Mme Safi Abdou, membre de l’Union Abori Tonkobangou a pour sa part souligné que les femmes de liboré réunies en groupements ou en unions travaillent prodigieusement. Au cours de leur réunion hebdomadaire, chacune des membres doit verser une somme selon ses moyens pour prévenir d’éventuels problèmes financiers. Parallèlement, elles exercent d’autres métiers lucratifs notamment la fabrication du savon et autres. « Nous avons besoin d’aide pour développer nos groupements car, chaque groupement a ses agréments et ses statuts, ses objectifs et ses attentes. À Liboré, les femmes membres des groupements travaillent énormément. Donc, pour reconnaître nos efforts nous souhaitons vraiment de l’aide du gouvernement, des ONG et des bonnes volontés », a-t-elle dit avant de signaler que les petites activités génératrices de revenus qu’elles exercent soit en groupement ou en solo, apportent beaucoup en matière d’autonomisation ou d’émancipation.

«Ces activités nous permettent de mieux nous comprendre entre femmes. Ce qui fait que la cohésion sociale règne à Liboré », a mentionné avec fierté Mme Aissa Hammadou.
Le chemin de la réussite est, cependant, parsemé de défis. Si certaines femmes parviennent à avancer malgré les tempêtes, d’autres, en revanche, préfèrent renoncer et se détourner complètement. Assise sur sa terrasse, Mme Hadiza Abdou tamise soigneusement le son de riz pour séparer le bon du mauvais. Cette ancienne présidente de l’Union des femmes a partagé avec nous son expérience et comment certaines ont abandonné. « Notre union comprenait 47 personnes, nous avons affilié trois groupements pour former une union. Mais aujourd’hui, cette union ne marche plus. Nous nous acquittions de nos versements et nous collaborions ensemble pour nous entraider et subvenir à nos besoins. Mais peu à peu, les membres ont quitté le groupement parce qu’elles voyaient qu’elles ne gagnaient rien comme bénéfice. Alors, j’ai décidé de tout arrêter », a-t-elle narré avec tristesse et désespoir.
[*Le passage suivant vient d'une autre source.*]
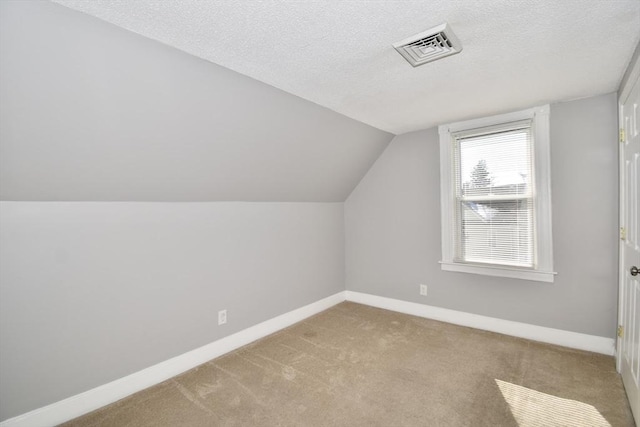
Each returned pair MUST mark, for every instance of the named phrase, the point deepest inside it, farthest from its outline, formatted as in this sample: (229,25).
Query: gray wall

Une union qui a existé pendant plus de 20 ans a fermé ses portes parce qu’elle n’a jamais obtenu un financement pour motiver les membres et aller de l’avant. « Nous avons appris beaucoup de choses suite à des formations initiées par la mairie et nous avons même reçu des matériels que nous avons utilisé pour mettre en pratique la théorie. Mais dommage, rien n’a marché et les machines sont jusqu’à présent déposées », a-t-elle ajouté.

Selon les explications de Mme Hadiza Abdou, l’union a débuté ses travaux avec un prêt de 8.000 FCFA remboursables sur un ou deux mois. « Nous avons fait des actes de naissance, sommes parties à la mairie, nous avons été jusqu’à Gouzoubé mais en vain, nous n’avons rien eu. Nous n’avons eu le moindre appui, à plus forte raison essayer de faire de ça un travail » soupire-t-elle. « Ceux qui sont au-dessus de nous prenaient de l’argent et le gardaient pour eux-mêmes. Ils nous demandaient d’amener les papiers pour qu’ils nous remettent de l’argent en retour, mais ça n’a jamais été le cas. Il y avait eu des gens qui étaient allés jusqu’à emprunter de l’argent et prendre les papiers pour amener. Et à la fin, ils n’avaient rien eu en retour », a-t-elle déploré.